Thank you, thank you, thank you! I have seen the same type of progression with my kids. I feel that the bactrim helped initially but my twin boys have become more and more angry and difficult to control over the past 9 months, particularly in the last 2 months.

I am frankly a bit frustrated that we didn't get on Rifampin sooner. I still haven't seen any improvement on it with my one twin, but it has only been about 2 weeks, and I am hopeful from what you and others have said about it.

I think I am noticing a worsening of the anger symtpoms from the rifampin...do you remember how long this lasted before there was some improvement?

My (formerly) sweet little guy now often raises his hand as if he is going to hit me, and sometimes does hit me and/or glares at me for no reason.

Your son's former symptoms are very similar to my twin with the tics.

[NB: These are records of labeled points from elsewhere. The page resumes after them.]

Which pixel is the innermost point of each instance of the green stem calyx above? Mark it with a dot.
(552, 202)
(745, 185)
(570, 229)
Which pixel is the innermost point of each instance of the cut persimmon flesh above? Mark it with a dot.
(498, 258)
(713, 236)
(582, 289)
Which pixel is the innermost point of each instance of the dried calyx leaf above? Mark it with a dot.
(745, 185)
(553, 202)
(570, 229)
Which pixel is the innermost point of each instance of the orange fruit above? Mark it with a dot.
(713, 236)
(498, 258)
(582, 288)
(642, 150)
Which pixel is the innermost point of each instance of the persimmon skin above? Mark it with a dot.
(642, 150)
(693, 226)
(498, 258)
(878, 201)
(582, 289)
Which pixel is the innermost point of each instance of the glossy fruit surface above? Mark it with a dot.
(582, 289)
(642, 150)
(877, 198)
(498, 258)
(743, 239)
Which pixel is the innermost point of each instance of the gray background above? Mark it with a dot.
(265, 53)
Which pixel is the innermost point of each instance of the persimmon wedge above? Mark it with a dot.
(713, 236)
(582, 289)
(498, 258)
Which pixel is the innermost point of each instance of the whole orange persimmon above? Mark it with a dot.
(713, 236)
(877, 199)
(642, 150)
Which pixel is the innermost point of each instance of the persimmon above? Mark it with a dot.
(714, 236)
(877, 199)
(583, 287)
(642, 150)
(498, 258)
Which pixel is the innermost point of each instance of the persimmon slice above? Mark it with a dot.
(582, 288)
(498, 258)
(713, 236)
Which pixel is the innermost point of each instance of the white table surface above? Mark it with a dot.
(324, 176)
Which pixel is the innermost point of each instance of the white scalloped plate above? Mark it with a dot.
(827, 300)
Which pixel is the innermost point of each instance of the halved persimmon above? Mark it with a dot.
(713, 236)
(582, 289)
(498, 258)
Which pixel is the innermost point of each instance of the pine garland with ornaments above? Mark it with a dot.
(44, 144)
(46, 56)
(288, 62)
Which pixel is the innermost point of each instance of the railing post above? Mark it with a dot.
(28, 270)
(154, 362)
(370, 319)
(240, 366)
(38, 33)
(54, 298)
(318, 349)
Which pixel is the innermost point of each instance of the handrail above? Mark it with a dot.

He also has had light sensitivity, insomnia, night terrors, explosive anger outbursts and manic/aggressive behavior. He has headaches and eye aches too several times/week, but does not complain much about pain anywhere else.

I think he has babesia too, as he has pretty severe night sweats (his head primarily). Fortunately, something in his drug protocol has relieved the insomnia and night terrors, which were terrible.

He has continuously tested negative except we finally got a positive bart hens. test through Specialty labs. I'm sure he has a lot of stuff going on though. His ANA was abnormal through Fry labs too.

I hope Dr. J agrees to put him on rifampin as well. I also want to also inquire about biaxin as a possibility with the rifampin. Not sure if young kids can take minocycline, but will definitely ask about it. Thank you for that. I know that is a popular drug, and if it worked for the tics in your son, it could be a good option for mine if he is not too young for it.

If you do end up locating the literature, I would be very grateful for anything you have on these symptoms.

Also - do you mind sharing info about your LLMD via a private message? Your LLMD specializes in coinfections? I would be interested in hearing more about this LLMD. I am not entirely happy with my husband's LLMD, so I am always looking for good alternatives!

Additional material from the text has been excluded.